Bonus cloud e sicurezza

Indice dei contenuti

Il bonus cloud e sicurezza si rivolge alle imprese e ai professionisti che guardano alla protezione dei dati e all’innovazione dei processi, con un contributo che alleggerisce gli investimenti digitali. Come accedere.

Come funziona il bonus cloud e sicurezza
Voucher Cloud e Cybersecurity

Negli ultimi anni il tema della digitalizzazione è cambiato profondamente.

Non basta più adottare un software nuovo o spostare qualche attività in cloud pe sentirsi davvero al passo.

Oggi conta anche la capacità di lavorare con strumenti affidabili, ambienti protetti e sistemi in grado di reggere interruzioni, attacchi informatici o semplicemente una crescita più complessa dell’attività.

È in questo scenario che si inserisce il Voucher Cloud e Cybersecurity, una misura pensata per accompagnare PMI e lavoratori autonomi verso investimenti più strutturati, non solo sul piano tecnologico ma anche su quello organizzativo.

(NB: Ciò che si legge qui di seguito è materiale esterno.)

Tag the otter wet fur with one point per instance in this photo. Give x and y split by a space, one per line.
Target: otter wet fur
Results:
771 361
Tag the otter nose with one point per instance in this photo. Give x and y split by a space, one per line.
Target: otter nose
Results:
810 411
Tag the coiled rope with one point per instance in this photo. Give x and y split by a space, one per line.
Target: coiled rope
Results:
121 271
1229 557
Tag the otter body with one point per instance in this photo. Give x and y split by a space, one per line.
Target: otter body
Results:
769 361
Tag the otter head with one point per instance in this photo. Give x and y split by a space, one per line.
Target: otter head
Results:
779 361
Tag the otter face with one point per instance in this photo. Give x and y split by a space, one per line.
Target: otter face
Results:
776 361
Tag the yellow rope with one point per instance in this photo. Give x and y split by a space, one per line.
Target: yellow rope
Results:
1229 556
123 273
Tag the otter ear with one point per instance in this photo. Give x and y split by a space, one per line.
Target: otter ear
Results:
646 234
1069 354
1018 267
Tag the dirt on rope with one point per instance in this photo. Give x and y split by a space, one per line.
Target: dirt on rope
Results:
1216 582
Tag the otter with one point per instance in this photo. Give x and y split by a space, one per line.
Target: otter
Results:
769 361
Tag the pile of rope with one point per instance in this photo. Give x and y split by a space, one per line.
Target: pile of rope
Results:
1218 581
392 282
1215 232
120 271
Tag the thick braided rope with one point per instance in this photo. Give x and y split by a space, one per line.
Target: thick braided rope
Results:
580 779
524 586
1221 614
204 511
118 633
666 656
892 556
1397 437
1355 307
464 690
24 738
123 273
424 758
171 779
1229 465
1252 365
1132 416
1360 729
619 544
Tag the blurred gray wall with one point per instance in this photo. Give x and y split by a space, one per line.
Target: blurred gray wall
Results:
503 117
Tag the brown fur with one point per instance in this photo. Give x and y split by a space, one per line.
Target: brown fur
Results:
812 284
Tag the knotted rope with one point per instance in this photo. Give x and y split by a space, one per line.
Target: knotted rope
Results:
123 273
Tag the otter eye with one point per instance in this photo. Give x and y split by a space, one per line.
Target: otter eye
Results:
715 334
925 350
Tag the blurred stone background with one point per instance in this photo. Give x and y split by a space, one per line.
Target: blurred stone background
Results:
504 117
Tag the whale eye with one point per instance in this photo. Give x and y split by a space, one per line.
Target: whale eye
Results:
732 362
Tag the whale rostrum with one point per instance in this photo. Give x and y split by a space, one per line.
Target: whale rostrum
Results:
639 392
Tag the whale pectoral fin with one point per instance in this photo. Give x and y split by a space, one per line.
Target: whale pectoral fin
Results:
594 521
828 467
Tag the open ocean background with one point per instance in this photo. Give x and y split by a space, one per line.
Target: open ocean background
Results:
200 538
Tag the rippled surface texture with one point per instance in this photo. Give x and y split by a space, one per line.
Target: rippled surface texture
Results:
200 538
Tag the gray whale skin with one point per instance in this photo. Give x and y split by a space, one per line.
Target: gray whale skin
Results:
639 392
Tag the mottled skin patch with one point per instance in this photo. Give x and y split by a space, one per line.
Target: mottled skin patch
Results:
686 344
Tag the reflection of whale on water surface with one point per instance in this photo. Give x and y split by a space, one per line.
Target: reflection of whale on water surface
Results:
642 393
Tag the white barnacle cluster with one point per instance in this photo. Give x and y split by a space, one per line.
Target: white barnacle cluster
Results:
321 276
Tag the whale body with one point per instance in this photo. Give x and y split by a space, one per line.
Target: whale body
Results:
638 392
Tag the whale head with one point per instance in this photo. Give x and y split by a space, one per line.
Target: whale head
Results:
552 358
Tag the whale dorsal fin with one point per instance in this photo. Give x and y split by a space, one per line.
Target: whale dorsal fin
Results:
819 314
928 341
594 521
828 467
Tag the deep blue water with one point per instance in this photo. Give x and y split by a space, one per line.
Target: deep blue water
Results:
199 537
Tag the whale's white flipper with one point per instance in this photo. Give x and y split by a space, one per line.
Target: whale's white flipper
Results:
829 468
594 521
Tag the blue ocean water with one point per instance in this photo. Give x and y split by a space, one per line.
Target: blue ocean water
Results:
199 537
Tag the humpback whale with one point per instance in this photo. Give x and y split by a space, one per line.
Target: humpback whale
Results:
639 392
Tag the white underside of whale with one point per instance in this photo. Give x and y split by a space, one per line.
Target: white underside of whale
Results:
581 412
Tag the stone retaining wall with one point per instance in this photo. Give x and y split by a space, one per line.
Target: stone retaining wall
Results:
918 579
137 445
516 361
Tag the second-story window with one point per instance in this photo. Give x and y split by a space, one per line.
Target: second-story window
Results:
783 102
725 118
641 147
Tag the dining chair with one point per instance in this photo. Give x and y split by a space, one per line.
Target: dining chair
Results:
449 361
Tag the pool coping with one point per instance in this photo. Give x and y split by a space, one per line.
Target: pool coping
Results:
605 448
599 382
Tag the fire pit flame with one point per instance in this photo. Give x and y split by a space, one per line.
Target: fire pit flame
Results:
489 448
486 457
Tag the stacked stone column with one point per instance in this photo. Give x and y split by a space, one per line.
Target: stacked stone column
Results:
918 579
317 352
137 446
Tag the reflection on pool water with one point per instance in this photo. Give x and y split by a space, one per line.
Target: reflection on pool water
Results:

Il punto interessante è proprio questo:

si finanzia un percorso di rafforzamento operativo che mette insieme innovazione, continuità aziendale e protezione delle infrastrutture.

Con una dotazione di 150 milioni di euro, il contributo punta a sostenere l’acquisto di soluzioni nuove o migliorative rispetto a quelle già utilizzate, lasciando intuire che la vera partita non sarà solo “comprare tecnologia”, ma farlo in modo coerente, qualificato e con tempi ben preparati.

Per sapere come accedervi continuate a leggere qui sotto, altrimenti per avere informazioni sul bando per il commercio cliccate qui.

Bonus cloud e sicurezza – il voucher

La misura si rivolge alle micro, piccole e medie imprese e ai professionisti operanti sul territorio nazionale.

Il contributo è concesso in regime de minimis e

copre il 50% delle spese ammissibili, con un tetto massimo di 20.000€.

Per accedere, però, non basta rientrare nella categoria dei beneficiari: servono alcuni requisiti precisi, tra cui:

  • attività regolarmente avviata
  • una connessione con velocità minima di 30 Mbps
  • la regolarità rispetto alla copertura assicurativa contro i danni da calamità naturali ed eventi catastrofali.

Anche la soglia economica merita attenzione, visto che

il progetto deve prevedere una spesa minima di 4.000€,

mentre l’erogazione può avvenire in un’unica soluzione oppure in due quote, in base allo stato di avanzamento dell’investimento.

Quali spese possono entrare nel progetto

Sul piano operativo, il perimetro delle spese è piuttosto ampio e consente di costruire interventi molto diversi tra loro.

Rientrano, ad esempio, le soluzioni hardware per la cybersecurity, come firewall, router o sistemi di prevenzione delle intrusioni, ma anche software dedicati alla protezione dei dati e delle reti, come antivirus evoluti, strumenti di monitoraggio, sistemi SIEM, crittografia e gestione della vulnerabilità.

Accanto alla componente difensiva, il voucher apre anche al cloud computing, sia dal lato infrastrutturale, con servizi come storage, backup, database e macchine virtuali, sia dal lato applicativo, con software gestionali, CRM, HRM, contabilità, e-commerce o CMS.

Possono inoltre essere ammessi i servizi specialistici di configurazione, supporto e monitoraggio continuativo, entro il limite del 30% del piano complessivo.

Restano escluse le spese di formazione.

Un aspetto centrale è che le soluzioni devono essere NUOVE, AGGIUNTIVE oppure significativamente PIÙ AVANZATE E SICURE rispetto a quelle già in uso.

Per gli acquisti diretti il piano deve chiudersi entro 12 mesi dalla concessione, mentre in caso di abbonamenti la durata contrattuale non può essere inferiore a 24 mesi.

Limiti e tempi

Uno dei profili più delicati riguarda i fornitori.

Le soluzioni agevolabili devono infatti essere acquistate da soggetti iscritti nell’apposito elenco ministeriale.

Questo significa che la partita si gioca in due tempi:

  1. prima viene costruito l’elenco dei fornitori autorizzati
  2. poi si aprirà la fase dedicata alle domande di PMI e professionisti.

Per i fornitori, la finestra di accreditamento chiuderà alle ore 12:00 del 23 aprile.

Per i beneficiari, invece, le date saranno definite successivamente, dopo la pubblicazione dell’elenco, con una procedura a sportello in ordine cronologico.

Il segreto è prepararsi prima: capire quali investimenti servono davvero, verificare i requisiti, individuare fornitori corretti e arrivare pronti quando il bando aprirà.